Before We Say ‘Changed’, We Should Ask ‘Revealed’

I was reading an article the other day, a BBC Future piece, about how some people say psychedelic experiences changed the way they see their gender and sexuality. I remember reading it late in the evening, phone in one hand, tea getting cold on the table, and thinking — this sounds dramatic, but something about it feels familiar too.
Not because of psychedelics, but because of people.
Because long before research papers and headlines, I have been sitting across from human beings who are trying to make sense of themselves, often in spaces where they were never really allowed to ask certain questions out loud.
What stayed with me from that article was the word changed. And instinctively, I felt a little resistance to it. In our culture, we already live with enough fear around “badlav” — as if change itself is dangerous, suspicious, something that must be explained or justified.
But identity, at least in my experience, doesn’t usually announce itself like a sudden revolution. It arrives quietly, sometimes clumsily, sometimes half-formed, and often with a lot of confusion attached.
I see this often with younger clients, especially teenagers. They come in speaking with great certainty — “I know who I am,” “This is exactly how I feel,” “This is my truth.” And I listen carefully, because that certainty matters in that moment. Sometimes it stays. Sometimes, with time, safety, and space — something we don’t offer easily in Indian families — that certainty softens, shifts, or grows into something more layered.
And I’ve also sat with adult men, very Indian men, raised with clear ideas of masculinity, who speak softly, gesture gently, express emotion openly — and are often read by the world as “feminine.” Yet when you listen to them closely, there is no confusion inside them. Mentally, physically, emotionally, they are comfortable being men. They are not trying to become anything else. They are simply being themselves.
These moments keep reminding me that expression, identity, and biology are not the same thing — and they don’t always move together. Our society, however, likes neat alignment. It prefers quick labels. It becomes uncomfortable with ambiguity.
Maybe that’s why stories about psychedelics and identity feel so unsettling. They disturb our belief that the self is fixed, finished, and easily explainable.
From what we know, psychedelics may temporarily quiet the inner noise — the constant monitoring, the “log kya kahenge,” the fear of being different — and when that noise drops, even briefly, people sometimes notice feelings they have been pushing aside for years. That noticing can feel like change, even when it is more like recognition.
But I’m careful here. Because I also know that not everyone is helped by intense inner experiences. For some people, especially those carrying old wounds or unspoken trauma, opening the door too suddenly can feel overwhelming. Insight without support can be frightening. And no substance, experience, or label can replace the slow work of understanding oneself over time.

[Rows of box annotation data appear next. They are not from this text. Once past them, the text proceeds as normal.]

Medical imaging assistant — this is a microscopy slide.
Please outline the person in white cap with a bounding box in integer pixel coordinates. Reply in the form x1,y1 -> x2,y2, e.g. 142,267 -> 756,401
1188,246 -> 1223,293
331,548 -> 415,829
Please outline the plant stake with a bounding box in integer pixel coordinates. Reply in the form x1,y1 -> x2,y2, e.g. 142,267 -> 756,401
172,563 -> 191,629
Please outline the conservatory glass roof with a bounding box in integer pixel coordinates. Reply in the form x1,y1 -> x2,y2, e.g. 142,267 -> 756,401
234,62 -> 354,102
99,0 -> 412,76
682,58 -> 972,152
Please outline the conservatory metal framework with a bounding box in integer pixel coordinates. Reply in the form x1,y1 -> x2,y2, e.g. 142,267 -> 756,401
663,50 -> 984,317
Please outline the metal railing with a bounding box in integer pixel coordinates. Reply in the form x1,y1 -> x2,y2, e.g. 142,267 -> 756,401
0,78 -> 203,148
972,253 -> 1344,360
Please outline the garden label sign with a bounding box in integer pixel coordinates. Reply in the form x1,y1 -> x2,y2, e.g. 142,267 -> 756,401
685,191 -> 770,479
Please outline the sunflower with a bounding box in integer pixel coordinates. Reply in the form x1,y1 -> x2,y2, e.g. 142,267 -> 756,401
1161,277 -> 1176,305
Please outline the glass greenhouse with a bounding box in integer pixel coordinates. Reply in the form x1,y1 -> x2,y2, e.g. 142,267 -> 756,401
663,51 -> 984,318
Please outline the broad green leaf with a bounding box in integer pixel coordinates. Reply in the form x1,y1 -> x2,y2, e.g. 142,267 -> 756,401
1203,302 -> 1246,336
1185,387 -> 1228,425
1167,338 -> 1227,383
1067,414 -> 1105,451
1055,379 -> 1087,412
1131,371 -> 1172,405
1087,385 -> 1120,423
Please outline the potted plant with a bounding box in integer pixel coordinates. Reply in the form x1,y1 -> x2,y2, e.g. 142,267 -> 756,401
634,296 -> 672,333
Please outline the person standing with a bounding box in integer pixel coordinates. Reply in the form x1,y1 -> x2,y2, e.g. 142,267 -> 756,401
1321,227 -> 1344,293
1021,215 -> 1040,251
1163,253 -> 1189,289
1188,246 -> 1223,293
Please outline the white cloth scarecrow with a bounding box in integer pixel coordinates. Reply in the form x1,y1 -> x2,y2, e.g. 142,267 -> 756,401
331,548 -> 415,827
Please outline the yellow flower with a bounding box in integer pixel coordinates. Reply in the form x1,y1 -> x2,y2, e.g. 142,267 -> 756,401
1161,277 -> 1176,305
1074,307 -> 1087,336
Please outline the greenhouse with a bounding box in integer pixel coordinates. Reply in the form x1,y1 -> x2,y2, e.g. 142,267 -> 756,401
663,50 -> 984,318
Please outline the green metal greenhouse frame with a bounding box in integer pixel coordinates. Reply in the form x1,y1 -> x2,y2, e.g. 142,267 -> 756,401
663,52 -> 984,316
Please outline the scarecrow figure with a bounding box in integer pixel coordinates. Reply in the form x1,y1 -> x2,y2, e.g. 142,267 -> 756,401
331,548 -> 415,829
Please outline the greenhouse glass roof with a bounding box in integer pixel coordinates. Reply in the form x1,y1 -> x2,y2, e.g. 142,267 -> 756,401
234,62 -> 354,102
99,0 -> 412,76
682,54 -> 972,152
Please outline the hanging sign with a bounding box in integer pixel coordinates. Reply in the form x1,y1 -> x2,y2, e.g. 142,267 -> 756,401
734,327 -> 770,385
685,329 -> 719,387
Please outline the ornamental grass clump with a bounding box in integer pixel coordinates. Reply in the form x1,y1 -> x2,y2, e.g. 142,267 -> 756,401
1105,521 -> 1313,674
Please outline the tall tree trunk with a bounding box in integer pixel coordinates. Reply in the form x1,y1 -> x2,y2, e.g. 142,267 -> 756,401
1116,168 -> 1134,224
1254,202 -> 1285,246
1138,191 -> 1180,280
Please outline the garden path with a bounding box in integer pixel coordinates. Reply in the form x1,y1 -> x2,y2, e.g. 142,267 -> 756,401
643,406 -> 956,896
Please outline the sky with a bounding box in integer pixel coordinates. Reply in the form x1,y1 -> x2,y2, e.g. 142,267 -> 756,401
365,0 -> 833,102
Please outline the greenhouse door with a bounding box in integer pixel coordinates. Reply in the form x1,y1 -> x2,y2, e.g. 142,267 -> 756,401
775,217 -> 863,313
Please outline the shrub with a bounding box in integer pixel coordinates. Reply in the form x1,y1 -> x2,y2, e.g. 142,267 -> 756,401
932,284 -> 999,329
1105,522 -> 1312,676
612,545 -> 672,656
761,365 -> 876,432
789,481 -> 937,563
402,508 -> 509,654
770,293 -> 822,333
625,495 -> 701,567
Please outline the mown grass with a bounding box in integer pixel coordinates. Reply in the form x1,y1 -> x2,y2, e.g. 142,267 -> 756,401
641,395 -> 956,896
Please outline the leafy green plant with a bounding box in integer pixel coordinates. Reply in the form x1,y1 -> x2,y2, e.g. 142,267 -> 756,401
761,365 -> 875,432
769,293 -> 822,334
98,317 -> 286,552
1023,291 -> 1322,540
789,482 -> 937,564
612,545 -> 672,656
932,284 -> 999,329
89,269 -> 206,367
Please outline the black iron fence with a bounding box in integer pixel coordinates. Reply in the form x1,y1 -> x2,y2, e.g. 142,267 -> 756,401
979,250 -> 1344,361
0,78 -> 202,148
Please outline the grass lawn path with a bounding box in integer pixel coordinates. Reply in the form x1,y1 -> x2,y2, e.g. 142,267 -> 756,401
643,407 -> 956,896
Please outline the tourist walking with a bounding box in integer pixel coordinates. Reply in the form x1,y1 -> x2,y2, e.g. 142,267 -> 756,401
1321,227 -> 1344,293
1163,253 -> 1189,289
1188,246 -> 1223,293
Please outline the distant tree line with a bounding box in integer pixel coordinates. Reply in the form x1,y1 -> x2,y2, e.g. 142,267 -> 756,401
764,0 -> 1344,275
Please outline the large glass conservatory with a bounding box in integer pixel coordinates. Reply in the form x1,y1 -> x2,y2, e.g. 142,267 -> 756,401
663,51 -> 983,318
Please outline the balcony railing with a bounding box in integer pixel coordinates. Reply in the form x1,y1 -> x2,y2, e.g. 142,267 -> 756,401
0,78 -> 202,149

Which brings me back to a simpler thought.
If we allowed people — especially young people — to explore who they are without pressure, without panic, without forcing answers too early… would these discoveries feel so dramatic? Or would they simply feel like a natural part of growing up, growing inward, growing honest?
Maybe what these conversations are really pointing to is not the power of psychedelics, but the lack of gentle spaces in which identity can breathe.
I don’t have conclusions. I don’t think we need them all the time.
But I do feel this strongly — before we rush to say something has changed, it might be worth asking whether something was finally allowed to be seen. And sometimes, that quiet permission is more transformative than anything else.
References / Reading That Sparked This Reflection
- BBC Future – Psychedelics are altering how people see their own gender and sexuality
- Kruger et al. (2025), Journal of Sex Research
- Carhart-Harris et al. (2018) – Psychedelics and self-processing
This is a personal reflection shaped by counselling practice, lived experience, and reading — not a clinical conclusion or instruction.